Thompson donated roughly $2,500 in parts and labor as he repaired the clock, which hasn't functioned for over a decade.
He clocked onto the project after Sharon Harvey took on the restoration of the clock as a community endeavor, enlisting the help of downtown merchants as she formed a committee to address possible improvements. The old timepiece had sentimental value to Harvey -- she could remember a time when she and her schoolmates would use it as a rendezvous point.
"She deserves a lot of recognition for taking the initiative," said Duane Perron, owner of the Museum.
The process hit a snag early on -- bids for repairs ran as high as $20,000, and it was clear that an alternative course of action was needed. Luckily, board member Thompson undertook the project and was able to complete the same repairs for a fraction of the estimated cost.
The large timepiece was produced by the O.B. McClintock Company in 1910. Its case is copper over iron, with a stained glass and art panels on its underside bearing the name of the former First National Bank.
Its original system functioned until the 1960s, when wiring began to deteriorate. To make matters more complicated, bank employees would occasionally forget to wind the machine. The clock was updated in the 1970s with low-quality modern motors and an electronic chime, but those improvements had failed by the 1990s.
The Museum moved into the building in 1999, and plans were bandied about regarding possible work on the clock.
"We decided to restore the clock since downtown Hood River is converting back from retail to trendy tourist trade," said Thompson. "It looked shabby with a clock that didn't work."
Perron wanted to preserve a "quaint old-time sort of thing," so Thompson was careful to respect the landmark's original charm.
"We decided, as much as we could, to make it look and function as it originally did," said Thompson.
Still, some improvements could strike one as distinctly modern. The clock was overhauled with a combination of high quality modern components and replicas of the original parts.
Along with the new carillon control, a CD-rom with MIDI music files will be used to play chime tunes with approximately an adjustable one-block sound radius, and makes it easy for the sound to be turned off at night. It also allows for special seasonal music around Christmas and other holidays.
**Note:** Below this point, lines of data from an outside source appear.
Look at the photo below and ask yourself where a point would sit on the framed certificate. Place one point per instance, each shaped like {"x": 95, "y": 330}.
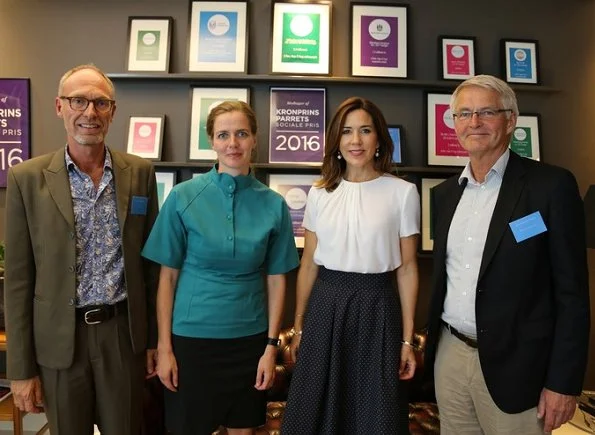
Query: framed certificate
{"x": 145, "y": 136}
{"x": 520, "y": 61}
{"x": 301, "y": 37}
{"x": 457, "y": 56}
{"x": 379, "y": 40}
{"x": 294, "y": 188}
{"x": 297, "y": 125}
{"x": 15, "y": 124}
{"x": 149, "y": 41}
{"x": 396, "y": 134}
{"x": 165, "y": 183}
{"x": 427, "y": 230}
{"x": 444, "y": 148}
{"x": 525, "y": 137}
{"x": 203, "y": 100}
{"x": 218, "y": 36}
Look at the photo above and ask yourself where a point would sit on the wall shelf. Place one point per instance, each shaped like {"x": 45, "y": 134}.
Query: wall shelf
{"x": 276, "y": 79}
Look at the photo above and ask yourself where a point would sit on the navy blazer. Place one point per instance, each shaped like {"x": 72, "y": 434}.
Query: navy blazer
{"x": 532, "y": 297}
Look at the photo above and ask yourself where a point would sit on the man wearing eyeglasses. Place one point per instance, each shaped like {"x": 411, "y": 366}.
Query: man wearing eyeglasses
{"x": 509, "y": 315}
{"x": 79, "y": 297}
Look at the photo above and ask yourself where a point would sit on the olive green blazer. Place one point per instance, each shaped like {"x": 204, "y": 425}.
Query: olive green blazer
{"x": 40, "y": 278}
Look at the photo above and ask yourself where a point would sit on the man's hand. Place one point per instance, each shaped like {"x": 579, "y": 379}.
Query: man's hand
{"x": 27, "y": 395}
{"x": 555, "y": 408}
{"x": 151, "y": 363}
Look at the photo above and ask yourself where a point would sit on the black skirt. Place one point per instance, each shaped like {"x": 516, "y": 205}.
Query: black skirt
{"x": 216, "y": 380}
{"x": 346, "y": 379}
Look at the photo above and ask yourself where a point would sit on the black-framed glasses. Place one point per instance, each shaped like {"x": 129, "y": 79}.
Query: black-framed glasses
{"x": 102, "y": 105}
{"x": 484, "y": 114}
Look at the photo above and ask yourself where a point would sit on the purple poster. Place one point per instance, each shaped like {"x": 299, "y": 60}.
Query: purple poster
{"x": 379, "y": 41}
{"x": 14, "y": 124}
{"x": 297, "y": 124}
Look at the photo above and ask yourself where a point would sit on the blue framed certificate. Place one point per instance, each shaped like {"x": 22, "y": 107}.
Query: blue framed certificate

"This is the only public clock in the (downtown) that's functioning," said Perron. "We hope that this one lasts another hundred years, if we can get the funds to repair its case."
Indeed, the clock's stained glass and framework are rapidly deteriorating, and Thompson predicted that an ice storm could potentially bring it down. With that in mind, the museum is seeking financial support to preserve the historic downtown landmark.